17 Mart 2016 Perşembe

SA2639/KY1-CÇ219: Kuyu

"Bu beklenti ya da sayıltıdan ötürü böyle sakin olduğumu sanıyorum. Acaba bu beklenti olmasa ne yapardım? Şimdilik bunu düşünmek bile istemiyorum."


İşitecek kulakları olan işitsin! Gündüzdür. Gün dönmemiştir! Güneş bütün haşmetiyle her bir şeyi ışıtmakta, her bir şeyi ısıtmakta, her bir şeyi şefkatle öpücüklere boğmakta, her bir şeyi cömertliğiyle sarmakta, her bir şeyi coşkuyla kucaklamaktadır, her bir şeyi coşkuya boğmaktadır. Her bir şey coşkuyla oynaşmakta, her bir şey aydınlıkla buluşmanın, aydınlıkta olmanın hazzıyla var olmanın keyfini sürmektedir. Ve fakat ne mutlu o kişiye ki günün değişen bir şey olduğunu bilmektedir, güneşin batmakla yükümlü olduğunun bilincindedir. Hep bilincinde ola gelmiştir. Hep bilincinde ola gelecektir. Ne mutlu!

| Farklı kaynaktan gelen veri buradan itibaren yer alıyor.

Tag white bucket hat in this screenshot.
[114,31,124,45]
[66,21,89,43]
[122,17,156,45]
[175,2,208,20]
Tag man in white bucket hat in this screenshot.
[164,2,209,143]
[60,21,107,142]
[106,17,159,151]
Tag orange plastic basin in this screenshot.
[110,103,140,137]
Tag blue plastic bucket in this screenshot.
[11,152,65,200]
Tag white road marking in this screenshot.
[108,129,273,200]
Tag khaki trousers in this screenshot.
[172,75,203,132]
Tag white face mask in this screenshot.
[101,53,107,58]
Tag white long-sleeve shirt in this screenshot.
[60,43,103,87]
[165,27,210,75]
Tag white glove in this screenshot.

İşitecek kulakları olan işitsin! Gündüzdür. Gün dönmemiştir. Ve fakat ne mutlu o kişiye ki değişimin lezzetini bilmektedir. Değişimin lezzeti onda her dem diridir. Diri olacaktır. Diri kalacaktır. Ne mutlu o kişiye ki durgunluğun kokuşmuşluğa gebe olduğunu, durgunluğun soluşu içinde barındırdığını, durgunluğun zehirli bir soluk olduğunu, durgunluğun diriliği yutan olduğunu bilmektedir. Bu bilişle değişime karşı çıkmayı hiçbir dem düşünmemiştir, düşünmeyecektir. Ne mutlu o kişiye ki, değişime karşı direneni, böyle bir kendini yitirişe kapılanları uyarmayı her dem görevi bilmiştir, görevi bilecektir. Ne mutlu o kişiye ki geçici olanın künhüne ermiştir. Kalıcı olanı sezmiştir. İşitecek kulakları olan işitsin!” 

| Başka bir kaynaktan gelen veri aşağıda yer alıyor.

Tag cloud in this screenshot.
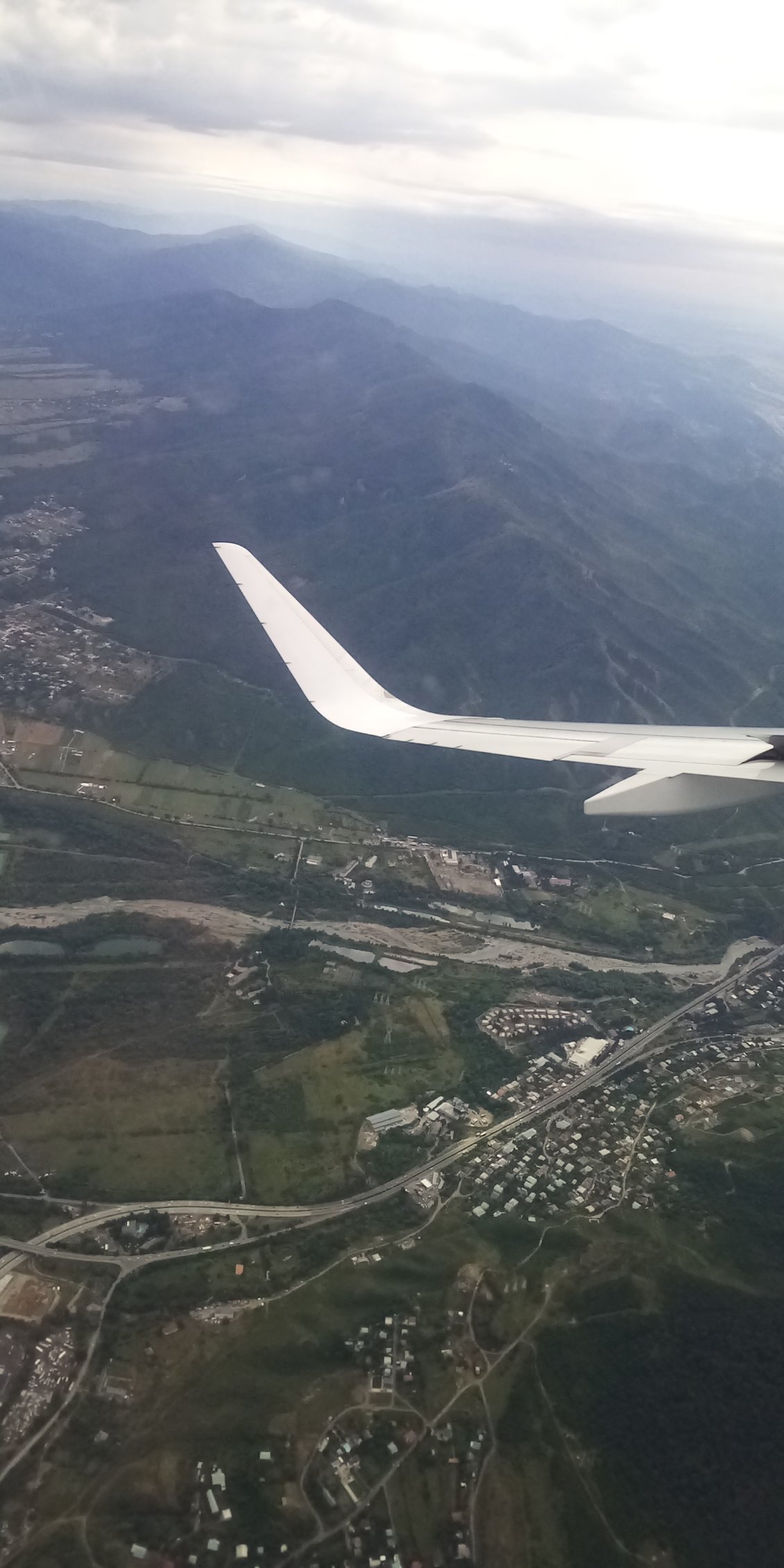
[0,0,784,321]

Fırladım yerimden, bu ucuz tirada daha fazla tahammül edemezdim. Tanrı tanığımdır ki kimse daha fazla tahammül edemezdi. Gırtlağına sarıldım. Ve haykırdım; “Ne mutlu sana ki gırtlağını sıkacak biri var ve ne mutlu sana ki sıkılacak bir gırtlağa sahipsin, seni düzenbaz, seni çenebaz!” 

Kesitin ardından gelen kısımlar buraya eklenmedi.